Silver Waves offers awesome panoramic views of the river and surrounding areas. Despite having lived in Bangkok for more than a decade, I still love visiting different high-rise buildings across the capital simply for the different perspective they provide of the city. From here you can see how the built-up metropolis gradually flattens out towards the old wharves and warehouses that line the Chao Phraya’s eastern banks. Thonburi to the west is less built up with far fewer tall buildings, and it still boasts huge swathes of undeveloped land festooned with palms, banana plants and other verdant vegetation, all of which are dissected by its myriad klongs. And, if you squint a little, you can even make out shadows of mountains in Chonburi province some 70 kilometres to the south.
Much closer to home is the hustle and bustle of the river itself, where longtail boats zip across from one side to the other, river taxis carry scores of commuters to and from work and tugs tow monolithic barges weighed down with huge consignments of sand, rice and other commodities upriver.
Now that our hunger is sated, it’s time to head to the jetty and start our tour of the river and canals.
Longtail boats provide one of the best ways of exploring this part of the city, especially Thonburi.

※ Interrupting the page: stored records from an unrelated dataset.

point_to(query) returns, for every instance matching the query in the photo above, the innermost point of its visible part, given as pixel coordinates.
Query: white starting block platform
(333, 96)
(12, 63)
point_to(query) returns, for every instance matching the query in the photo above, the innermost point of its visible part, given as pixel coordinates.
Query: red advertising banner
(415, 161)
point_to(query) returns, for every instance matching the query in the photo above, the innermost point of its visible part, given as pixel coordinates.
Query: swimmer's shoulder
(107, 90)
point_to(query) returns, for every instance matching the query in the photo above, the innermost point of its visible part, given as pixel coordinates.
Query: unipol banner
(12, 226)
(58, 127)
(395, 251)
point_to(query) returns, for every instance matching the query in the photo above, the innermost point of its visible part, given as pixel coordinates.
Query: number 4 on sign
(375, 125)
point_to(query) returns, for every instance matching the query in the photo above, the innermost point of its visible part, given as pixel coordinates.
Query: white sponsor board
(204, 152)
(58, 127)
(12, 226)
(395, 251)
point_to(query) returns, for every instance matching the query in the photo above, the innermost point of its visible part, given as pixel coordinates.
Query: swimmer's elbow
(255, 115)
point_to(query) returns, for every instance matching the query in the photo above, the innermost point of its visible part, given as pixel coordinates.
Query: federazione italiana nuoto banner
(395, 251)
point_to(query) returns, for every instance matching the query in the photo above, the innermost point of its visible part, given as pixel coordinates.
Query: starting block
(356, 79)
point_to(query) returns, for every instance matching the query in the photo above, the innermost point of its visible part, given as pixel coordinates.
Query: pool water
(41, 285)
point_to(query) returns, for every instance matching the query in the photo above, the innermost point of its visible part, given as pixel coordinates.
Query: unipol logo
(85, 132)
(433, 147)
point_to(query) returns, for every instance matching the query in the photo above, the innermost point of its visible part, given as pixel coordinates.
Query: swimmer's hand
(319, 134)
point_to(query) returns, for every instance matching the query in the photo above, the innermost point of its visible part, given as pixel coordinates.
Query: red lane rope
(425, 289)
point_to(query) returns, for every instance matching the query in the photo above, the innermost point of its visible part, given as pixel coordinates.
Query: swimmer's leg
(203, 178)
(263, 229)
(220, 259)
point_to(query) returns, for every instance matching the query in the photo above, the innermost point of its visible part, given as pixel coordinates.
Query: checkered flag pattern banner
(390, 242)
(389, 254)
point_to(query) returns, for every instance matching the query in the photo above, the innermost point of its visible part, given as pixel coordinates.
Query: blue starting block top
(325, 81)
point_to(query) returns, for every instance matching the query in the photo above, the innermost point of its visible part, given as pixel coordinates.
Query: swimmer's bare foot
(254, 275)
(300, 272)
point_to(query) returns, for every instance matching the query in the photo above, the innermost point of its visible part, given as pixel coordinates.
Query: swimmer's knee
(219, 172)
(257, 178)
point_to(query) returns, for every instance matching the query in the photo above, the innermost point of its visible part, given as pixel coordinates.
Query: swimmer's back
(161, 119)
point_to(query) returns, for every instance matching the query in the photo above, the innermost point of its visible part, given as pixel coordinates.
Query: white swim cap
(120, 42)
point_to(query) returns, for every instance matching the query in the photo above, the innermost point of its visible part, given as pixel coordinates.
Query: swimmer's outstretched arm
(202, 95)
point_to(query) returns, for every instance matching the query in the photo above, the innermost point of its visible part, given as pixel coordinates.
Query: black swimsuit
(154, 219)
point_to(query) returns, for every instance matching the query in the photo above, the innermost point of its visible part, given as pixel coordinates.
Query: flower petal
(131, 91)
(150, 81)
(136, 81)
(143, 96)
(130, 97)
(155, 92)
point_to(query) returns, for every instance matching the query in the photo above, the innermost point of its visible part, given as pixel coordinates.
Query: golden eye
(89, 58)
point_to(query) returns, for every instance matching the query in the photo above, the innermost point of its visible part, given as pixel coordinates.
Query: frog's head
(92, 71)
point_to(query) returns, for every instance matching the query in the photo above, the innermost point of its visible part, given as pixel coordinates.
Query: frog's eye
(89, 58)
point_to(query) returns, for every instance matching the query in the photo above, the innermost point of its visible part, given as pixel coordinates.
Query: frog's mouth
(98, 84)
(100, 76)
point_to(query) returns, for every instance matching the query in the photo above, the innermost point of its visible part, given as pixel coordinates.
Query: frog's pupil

After heading south down the Chaophraya for ten to fifteen minutes, bouncing past industrial works, drydocks, luxury apartments, international schools and temples, the boat bears west along a canal. Thonburi was the capital of Siam from 1768 to 1782 before it was relocated across the river.
Klong tours, however, are about much more than providing a window into some imagined past, they instead offer a warts-and-all view of some of the lesser known parts of one of the most dynamic cities in Asia. Many parts are less than beautiful – there are long stretches of scrubland, barriers walling off new housing developments, and dilapidated wooden buildings that will eventually disappear into the water — but these sections are interspersed by verdant jungle, fruit plantations, centuries-old temples, many markets and ample wildlife: ranging from egrets, myna birds and heron to 1.5-metre monitor lizards which swim in the waters.
It’s wonderful just sitting back and watching this cinematic cityscape pass by, and while Isabel is all abuzz from the experience, the constant buffeting of the boat renders our son, Erik unconscious. After cutting back on to the main river, we take a quick stop at Wat Arun, the Temple of the Dawn which is famous for its Khmer-style prang (steeples), before the pilot cranks up the engine and takes us back past Chinatown to the hotel.